That VS Code is not Emacs-like, that’s my problem with it.
In my experience nothing beats Emacs at editing text. Vim has better shortcuts, but Emacs is just smart about everything.
My problem with Emacs is that it’s showing its age, it’s hard to configure and you have to learn an old and obscure LISP dialect for it. On the other hand I’ve heard that VS Code plugins are a joy to develop, MS apparently did a good job at that.
But Emacs? Yes please, I want that — plus to be honest, in 20 years from now Emacs will still be around, whereas I have my doubts about these fancy new editors.
> you have to learn an old and obscure LISP dialect for it
As someone who is glancingly familiar with emacs (I have only ever written one elisp function, that too with help) it's a really stupid question, but couldn't emacs have bindings for lua or python or something? That would increase the number of people who can program for it and customize it.
> in 20 years from now Emacs will still be around
I think the real risk for emacs is, over the years, slowly losing the pool of people who care enough to contribute to it -- not just core developers, but also people who write packages, themes, etc. I already see a lot of developers who think Atom / VSCode / Sublime Text is "good enough". You may choose to discount Sublime because it's closed source (I do despite loving it otherwise), but VSCode and Atom are open-source and browser technology is only going to get better.
Elisp would still a better much better language than python or Ruby (for emacs), especially now that lexical binding is becoming standard. Emacs people would like to move to scheme, if anything. (even RMS wishes emacs would move to scheme.)
Emacs is a lisp; there's a very small and tiny layer of C at the bottom and everything else is a tower of lisp. You can interact with it with other languages, via many different means, but in the process you lose the joy and power of working in a live lisp environment.
> there's a very small and tiny layer of C at the bottom [...]
That layer of C is hardly "tiny." Everything from font drivers to process management to a lisp interpreter to window and buffer code, to overlays, and a lot more.
There's 1,262,537 lines of elisp in 25.3, compared to 291,203 lines of C and C headers. While there is a fair amount of C code to do what you mentioned, much of the C is definitions for the core lisp language with 1,483 DEFUN statements in it.
But yah, not tiny, sure. I'm looking forward to it being replaced via the REmacs project.
this is only true if we're strictly talking editing text wihtout any plugin functionality. As soon as you add code completion features vim shows its age, the Ale extension for async linting for example feels very sluggish on a few only slightly dated laptops I tried out and frequently grills the cpu.
I also noticed ALE was very slow with JavaScript so changed it to run on save only.
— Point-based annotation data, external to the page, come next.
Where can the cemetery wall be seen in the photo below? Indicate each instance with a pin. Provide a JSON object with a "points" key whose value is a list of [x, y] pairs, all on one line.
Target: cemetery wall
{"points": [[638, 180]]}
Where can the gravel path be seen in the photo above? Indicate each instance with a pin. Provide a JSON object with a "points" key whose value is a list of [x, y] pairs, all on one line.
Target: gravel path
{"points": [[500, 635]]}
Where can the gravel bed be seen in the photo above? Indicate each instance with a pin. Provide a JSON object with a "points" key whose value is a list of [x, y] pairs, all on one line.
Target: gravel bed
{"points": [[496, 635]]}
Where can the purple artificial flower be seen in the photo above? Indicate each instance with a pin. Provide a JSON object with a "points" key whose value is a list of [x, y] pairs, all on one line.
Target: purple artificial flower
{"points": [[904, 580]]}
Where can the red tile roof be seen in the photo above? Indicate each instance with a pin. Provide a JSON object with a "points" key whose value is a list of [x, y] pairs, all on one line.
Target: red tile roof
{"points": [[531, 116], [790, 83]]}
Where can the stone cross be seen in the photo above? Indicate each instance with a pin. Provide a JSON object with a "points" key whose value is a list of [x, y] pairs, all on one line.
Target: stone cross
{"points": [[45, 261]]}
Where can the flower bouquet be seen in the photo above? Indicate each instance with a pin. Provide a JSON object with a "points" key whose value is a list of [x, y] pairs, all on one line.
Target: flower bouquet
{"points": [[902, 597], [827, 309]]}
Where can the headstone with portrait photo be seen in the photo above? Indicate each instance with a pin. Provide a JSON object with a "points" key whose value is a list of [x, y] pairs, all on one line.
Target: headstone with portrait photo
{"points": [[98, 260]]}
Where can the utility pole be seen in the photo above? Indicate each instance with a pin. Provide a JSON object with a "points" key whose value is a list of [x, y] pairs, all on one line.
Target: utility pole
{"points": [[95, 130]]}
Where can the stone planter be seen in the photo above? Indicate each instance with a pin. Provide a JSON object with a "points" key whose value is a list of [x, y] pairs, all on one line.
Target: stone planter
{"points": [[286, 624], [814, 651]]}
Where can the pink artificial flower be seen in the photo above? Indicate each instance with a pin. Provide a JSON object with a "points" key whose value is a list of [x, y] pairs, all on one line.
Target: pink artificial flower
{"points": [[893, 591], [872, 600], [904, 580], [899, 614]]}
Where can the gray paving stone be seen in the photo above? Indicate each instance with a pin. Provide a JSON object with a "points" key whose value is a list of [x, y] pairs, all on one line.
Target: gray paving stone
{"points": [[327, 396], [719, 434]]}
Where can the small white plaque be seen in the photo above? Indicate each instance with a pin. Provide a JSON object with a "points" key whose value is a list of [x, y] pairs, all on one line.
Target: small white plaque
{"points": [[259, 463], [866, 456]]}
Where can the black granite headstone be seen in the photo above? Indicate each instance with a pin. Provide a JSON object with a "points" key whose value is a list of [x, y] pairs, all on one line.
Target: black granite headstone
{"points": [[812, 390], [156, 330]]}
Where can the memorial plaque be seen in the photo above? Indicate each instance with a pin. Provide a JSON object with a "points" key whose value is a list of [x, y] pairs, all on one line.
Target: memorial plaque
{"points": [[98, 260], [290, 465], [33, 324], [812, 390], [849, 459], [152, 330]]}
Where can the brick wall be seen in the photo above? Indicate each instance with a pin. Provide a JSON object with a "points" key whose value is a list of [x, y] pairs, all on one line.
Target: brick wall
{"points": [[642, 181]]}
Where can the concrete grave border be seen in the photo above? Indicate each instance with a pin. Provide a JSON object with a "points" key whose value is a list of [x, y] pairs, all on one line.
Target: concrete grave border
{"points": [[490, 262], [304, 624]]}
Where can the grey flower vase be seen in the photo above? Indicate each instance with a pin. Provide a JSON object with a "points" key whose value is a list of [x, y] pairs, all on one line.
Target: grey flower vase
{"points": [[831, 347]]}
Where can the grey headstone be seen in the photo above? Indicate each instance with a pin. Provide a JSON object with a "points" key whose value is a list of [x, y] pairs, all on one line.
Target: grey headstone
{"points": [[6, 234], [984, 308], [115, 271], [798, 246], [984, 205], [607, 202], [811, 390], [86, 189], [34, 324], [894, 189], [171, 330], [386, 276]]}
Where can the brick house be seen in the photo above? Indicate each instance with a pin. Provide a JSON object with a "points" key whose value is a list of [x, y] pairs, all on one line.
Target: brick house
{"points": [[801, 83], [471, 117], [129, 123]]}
However Neovim’s plug-in architecture is a big improvement. I’m running Deoplete (which provides intellisense like functionality) on the same machine, and it is basically instant. There are GIFs at the bottom of the repo:
VS Code is trying hard to be an IDE for all languages. If you use pure VS code without extensions, it quite snappy. But as you start adding more and more extensions, it starts slowing down and that too quite fast.
This is true, but its still very snappy for an electron app.
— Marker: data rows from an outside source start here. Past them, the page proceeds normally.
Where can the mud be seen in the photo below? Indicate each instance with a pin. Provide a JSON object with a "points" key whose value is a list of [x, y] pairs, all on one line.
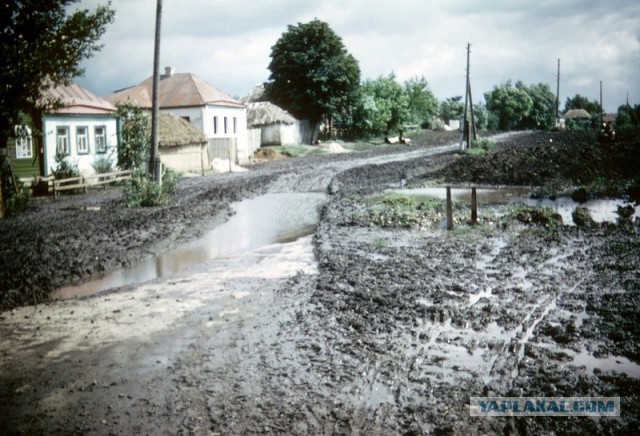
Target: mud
{"points": [[362, 329]]}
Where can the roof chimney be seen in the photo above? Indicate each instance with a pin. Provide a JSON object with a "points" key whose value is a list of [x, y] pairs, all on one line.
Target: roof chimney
{"points": [[168, 72]]}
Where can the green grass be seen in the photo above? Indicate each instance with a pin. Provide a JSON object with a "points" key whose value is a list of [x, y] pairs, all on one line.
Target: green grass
{"points": [[294, 150]]}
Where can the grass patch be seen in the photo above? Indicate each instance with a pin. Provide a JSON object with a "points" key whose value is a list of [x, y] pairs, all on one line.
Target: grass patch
{"points": [[406, 211], [290, 150]]}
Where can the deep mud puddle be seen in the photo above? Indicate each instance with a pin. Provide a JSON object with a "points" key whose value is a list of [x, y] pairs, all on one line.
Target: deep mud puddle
{"points": [[257, 222]]}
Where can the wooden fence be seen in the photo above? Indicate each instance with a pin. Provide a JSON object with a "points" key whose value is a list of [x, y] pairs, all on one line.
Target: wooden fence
{"points": [[85, 182], [223, 148]]}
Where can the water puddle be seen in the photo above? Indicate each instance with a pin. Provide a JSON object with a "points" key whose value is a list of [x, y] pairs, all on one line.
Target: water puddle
{"points": [[258, 222], [602, 210]]}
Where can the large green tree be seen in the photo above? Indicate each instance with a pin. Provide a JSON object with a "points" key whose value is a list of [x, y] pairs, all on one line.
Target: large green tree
{"points": [[451, 109], [423, 106], [42, 44], [312, 74], [383, 107], [510, 104], [580, 102], [543, 111]]}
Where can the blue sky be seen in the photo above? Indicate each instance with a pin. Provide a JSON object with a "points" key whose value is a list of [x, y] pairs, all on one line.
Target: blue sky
{"points": [[227, 43]]}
After adding around 10+ plugins on Atom it not only became slower but it started crashing or having internal errors.
With VS code I have 17 plugins installed and it still feels light enough. Personally I disable most plugins until I need them and I think most people should do the same considering how easy it is to disable a plugin.
I have all my language specific plugins disabled until I need to use them.
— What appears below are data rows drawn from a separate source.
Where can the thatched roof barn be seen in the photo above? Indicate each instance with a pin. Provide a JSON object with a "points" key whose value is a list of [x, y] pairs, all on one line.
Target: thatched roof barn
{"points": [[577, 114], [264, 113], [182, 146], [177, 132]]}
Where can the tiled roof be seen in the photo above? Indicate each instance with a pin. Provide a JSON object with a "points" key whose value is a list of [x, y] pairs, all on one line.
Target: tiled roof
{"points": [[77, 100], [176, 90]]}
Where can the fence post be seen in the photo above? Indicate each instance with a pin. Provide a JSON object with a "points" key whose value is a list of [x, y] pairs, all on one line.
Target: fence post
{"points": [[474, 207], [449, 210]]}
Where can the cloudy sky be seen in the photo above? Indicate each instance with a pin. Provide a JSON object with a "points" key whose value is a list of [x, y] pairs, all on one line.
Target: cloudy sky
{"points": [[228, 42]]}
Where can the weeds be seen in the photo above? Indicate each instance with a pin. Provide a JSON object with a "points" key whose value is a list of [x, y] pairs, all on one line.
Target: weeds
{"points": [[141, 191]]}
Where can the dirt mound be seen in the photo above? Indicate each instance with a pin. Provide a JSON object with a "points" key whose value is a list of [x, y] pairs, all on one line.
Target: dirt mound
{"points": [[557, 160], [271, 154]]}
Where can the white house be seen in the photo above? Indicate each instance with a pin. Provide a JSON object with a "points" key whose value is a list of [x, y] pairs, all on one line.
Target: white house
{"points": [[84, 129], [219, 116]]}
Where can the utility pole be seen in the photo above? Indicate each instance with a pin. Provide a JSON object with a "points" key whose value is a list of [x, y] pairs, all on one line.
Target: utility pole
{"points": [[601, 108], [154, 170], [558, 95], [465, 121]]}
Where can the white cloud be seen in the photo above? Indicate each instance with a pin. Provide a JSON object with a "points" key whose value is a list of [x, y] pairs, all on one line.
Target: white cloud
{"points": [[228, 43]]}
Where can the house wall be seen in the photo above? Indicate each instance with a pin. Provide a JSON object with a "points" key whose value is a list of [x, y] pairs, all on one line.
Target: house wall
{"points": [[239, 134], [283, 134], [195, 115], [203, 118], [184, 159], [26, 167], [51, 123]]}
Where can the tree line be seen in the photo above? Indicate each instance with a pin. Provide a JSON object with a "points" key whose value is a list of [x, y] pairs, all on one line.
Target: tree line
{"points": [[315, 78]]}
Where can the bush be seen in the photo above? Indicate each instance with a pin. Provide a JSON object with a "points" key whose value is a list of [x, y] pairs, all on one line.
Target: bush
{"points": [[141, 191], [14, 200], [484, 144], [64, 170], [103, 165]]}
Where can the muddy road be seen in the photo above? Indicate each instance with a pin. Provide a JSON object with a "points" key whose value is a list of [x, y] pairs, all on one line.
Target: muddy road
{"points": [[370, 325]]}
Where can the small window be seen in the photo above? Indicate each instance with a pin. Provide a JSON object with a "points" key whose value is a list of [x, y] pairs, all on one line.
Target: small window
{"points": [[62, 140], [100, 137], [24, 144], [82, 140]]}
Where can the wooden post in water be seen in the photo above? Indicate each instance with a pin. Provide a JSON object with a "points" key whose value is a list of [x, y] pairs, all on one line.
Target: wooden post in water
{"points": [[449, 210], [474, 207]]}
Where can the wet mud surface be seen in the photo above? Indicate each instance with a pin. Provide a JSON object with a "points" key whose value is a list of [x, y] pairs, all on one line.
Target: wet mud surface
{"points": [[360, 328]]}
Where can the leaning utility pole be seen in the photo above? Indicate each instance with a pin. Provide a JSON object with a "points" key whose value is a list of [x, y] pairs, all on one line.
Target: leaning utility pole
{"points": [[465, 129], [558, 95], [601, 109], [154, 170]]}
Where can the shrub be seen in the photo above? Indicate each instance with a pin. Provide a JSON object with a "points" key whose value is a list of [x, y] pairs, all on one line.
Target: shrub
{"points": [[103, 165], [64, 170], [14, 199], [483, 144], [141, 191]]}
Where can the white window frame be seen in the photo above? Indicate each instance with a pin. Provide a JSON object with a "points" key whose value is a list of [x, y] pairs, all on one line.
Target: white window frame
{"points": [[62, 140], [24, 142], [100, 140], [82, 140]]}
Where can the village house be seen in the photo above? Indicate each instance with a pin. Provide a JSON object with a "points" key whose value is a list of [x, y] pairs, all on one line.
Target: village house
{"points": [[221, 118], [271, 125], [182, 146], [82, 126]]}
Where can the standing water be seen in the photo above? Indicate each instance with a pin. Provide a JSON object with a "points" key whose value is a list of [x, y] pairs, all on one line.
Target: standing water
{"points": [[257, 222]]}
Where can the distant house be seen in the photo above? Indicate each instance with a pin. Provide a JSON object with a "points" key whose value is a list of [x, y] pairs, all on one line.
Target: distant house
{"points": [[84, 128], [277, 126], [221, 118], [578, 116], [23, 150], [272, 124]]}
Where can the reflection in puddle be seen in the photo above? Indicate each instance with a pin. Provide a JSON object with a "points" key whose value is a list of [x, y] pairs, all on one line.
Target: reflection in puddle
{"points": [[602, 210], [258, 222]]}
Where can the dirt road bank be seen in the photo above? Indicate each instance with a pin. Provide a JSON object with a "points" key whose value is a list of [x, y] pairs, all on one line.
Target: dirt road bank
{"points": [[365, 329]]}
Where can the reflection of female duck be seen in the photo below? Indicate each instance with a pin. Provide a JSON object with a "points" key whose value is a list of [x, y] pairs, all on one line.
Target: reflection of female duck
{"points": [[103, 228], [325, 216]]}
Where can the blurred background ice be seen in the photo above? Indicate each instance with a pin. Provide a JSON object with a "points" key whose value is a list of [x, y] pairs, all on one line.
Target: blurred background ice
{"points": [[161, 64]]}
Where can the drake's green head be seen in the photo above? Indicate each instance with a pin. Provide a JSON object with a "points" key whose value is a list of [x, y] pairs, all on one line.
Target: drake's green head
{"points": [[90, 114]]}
Does/would a high-end (e.g., Xeon-class) processor and/or a boatload of RAM help keep Code's performance snappy?
FWIW, I run my Code install quite light since my "duties and responsibilities", ahem, only require a few languages/data types, ergo, I am not pushing it hard at all.
FTR, I have a (licensed) install of Sublime, which I confess is snappier than Code, but the difference is so small I use whichever one is better for the task at hand and any difference dissappears under the pressure of an outage enforced deadline :-D
That's why I've been using Atom instead. Since 1.17 or so it got quite usable and it's getting better with every iteration. Nowhere near as fast as Sublime Text but usable for daily coding. I disabled the git plugin because we're using fossil. I hope it doesn't become an IDE like VS Code. At least they made the IDE packages separate.
Regarding fossil, do you use fossil for tickets and self-hosting? How well do fossil tickets work compared to Github issues? Do you use any custom themes for fossil tickets?
We used tickets somewhat and we are self hosting through a nginx proxy in order to log the http activity and proxy over https. The ticketing has markdown support. We use a custom theme, not for tickets but for the whole repo. Fossil tickets are only used internally, we use osticket regular ticketing.
There is also a service for hosting fossil repos called Chisel, but it's nowhere near as useful as Github.
Just had a déjà vu with Microsoft's NetPC, announced just after Sun Microsystem's Network Computers.
That said, I do like VS Code very much. Gave Atom a try, but it felt sluggish and its add-ons were very fragile.